A Transparência Internacional-Brasil descreveu o episódio como um dos momentos mais graves da história institucional do país. A organização afirmou que as informações sobre os vínculos entre Vorcaro, o ministro Alexandre de Moraes, do Supremo Tribunal Federal (STF), e outras autoridades exigem apuração imediata e exaustiva.
A entidade manifestou preocupação com a independência dos órgãos responsáveis por investigar o caso e promover eventuais punições. A lista inclui o STF, a Procuradoria-Geral da República (PGR), o Senado e a Polícia Federal (PF). A organização citou ainda que outros ministros da Corte e integrantes de diferentes Poderes teriam mantido relações com interesses associados ao banqueiro e ao Banco Master.
Há também um alerta sobre o risco de as investigações serem contaminadas pela polarização eleitoral e por campanhas de desinformação. Segundo a entidade, são previsíveis ataques digitais coordenados e tentativas de deslegitimar agentes públicos para mascarar a corrupção sistêmica.
O Instituto Não Aceito Corrupção defendeu que as suspeitas apontadas em relatório da Polícia Federal sejam analisadas pelo plenário do STF. O processo está sob a relatoria do ministro André Mendonça.

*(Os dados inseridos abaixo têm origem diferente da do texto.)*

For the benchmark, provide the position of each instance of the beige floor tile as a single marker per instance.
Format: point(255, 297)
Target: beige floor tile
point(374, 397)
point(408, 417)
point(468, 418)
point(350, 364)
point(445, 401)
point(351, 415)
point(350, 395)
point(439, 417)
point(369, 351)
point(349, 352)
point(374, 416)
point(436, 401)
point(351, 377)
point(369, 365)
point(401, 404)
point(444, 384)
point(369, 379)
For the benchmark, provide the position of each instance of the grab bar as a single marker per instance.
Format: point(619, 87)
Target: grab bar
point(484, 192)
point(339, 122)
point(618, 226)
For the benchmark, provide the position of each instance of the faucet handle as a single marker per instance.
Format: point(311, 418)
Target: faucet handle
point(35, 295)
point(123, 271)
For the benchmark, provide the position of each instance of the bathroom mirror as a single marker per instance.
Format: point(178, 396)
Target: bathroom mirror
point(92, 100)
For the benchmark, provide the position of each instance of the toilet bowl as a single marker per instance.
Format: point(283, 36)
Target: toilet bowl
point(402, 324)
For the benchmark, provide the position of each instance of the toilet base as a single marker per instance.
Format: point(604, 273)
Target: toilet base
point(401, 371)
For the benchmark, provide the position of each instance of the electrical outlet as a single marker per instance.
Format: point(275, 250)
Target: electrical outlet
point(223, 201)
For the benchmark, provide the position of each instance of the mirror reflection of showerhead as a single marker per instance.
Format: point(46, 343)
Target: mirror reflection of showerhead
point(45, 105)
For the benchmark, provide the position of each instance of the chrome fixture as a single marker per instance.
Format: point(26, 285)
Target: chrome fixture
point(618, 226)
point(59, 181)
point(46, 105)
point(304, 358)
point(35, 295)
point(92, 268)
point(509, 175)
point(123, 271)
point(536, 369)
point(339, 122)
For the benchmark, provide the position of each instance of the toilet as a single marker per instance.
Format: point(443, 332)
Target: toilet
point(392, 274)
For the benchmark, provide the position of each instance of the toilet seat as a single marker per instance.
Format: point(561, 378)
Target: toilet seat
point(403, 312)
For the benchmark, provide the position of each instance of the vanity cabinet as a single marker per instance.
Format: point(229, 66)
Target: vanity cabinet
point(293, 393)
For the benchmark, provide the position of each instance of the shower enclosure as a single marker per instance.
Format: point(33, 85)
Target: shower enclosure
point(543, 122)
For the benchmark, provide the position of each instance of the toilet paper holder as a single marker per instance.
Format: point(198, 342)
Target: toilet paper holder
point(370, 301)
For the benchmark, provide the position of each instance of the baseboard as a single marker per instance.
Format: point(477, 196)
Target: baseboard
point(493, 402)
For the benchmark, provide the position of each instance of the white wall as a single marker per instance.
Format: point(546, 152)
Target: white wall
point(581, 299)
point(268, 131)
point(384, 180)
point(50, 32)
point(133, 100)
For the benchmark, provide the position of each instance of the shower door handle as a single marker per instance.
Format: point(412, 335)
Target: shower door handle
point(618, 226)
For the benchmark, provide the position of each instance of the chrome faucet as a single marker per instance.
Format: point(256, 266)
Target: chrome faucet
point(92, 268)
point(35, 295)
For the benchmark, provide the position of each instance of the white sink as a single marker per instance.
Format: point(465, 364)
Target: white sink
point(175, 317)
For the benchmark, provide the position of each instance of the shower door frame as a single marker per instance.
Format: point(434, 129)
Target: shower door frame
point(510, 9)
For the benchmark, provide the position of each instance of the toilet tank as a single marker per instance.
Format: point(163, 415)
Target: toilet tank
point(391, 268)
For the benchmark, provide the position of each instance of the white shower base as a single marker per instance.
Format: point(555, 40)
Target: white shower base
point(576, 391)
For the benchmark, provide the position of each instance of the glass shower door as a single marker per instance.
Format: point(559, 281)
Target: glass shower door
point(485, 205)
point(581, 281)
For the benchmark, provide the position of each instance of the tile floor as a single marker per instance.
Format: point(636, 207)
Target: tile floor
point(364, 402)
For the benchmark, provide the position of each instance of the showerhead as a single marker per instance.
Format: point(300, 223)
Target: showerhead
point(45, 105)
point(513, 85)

O instituto afirmou que o exame coletivo da matéria é o único caminho para a preservação da instituição, em respeito ao princípio da colegialidade.
Para o INAC, a apreciação conjunta é necessária para garantir a segurança jurídica e o devido processo legal. A instituição solicitou que a tramitação permaneça sem sigilo, citando o princípio constitucional da publicidade e o interesse público para permitir o monitoramento da sociedade e da imprensa.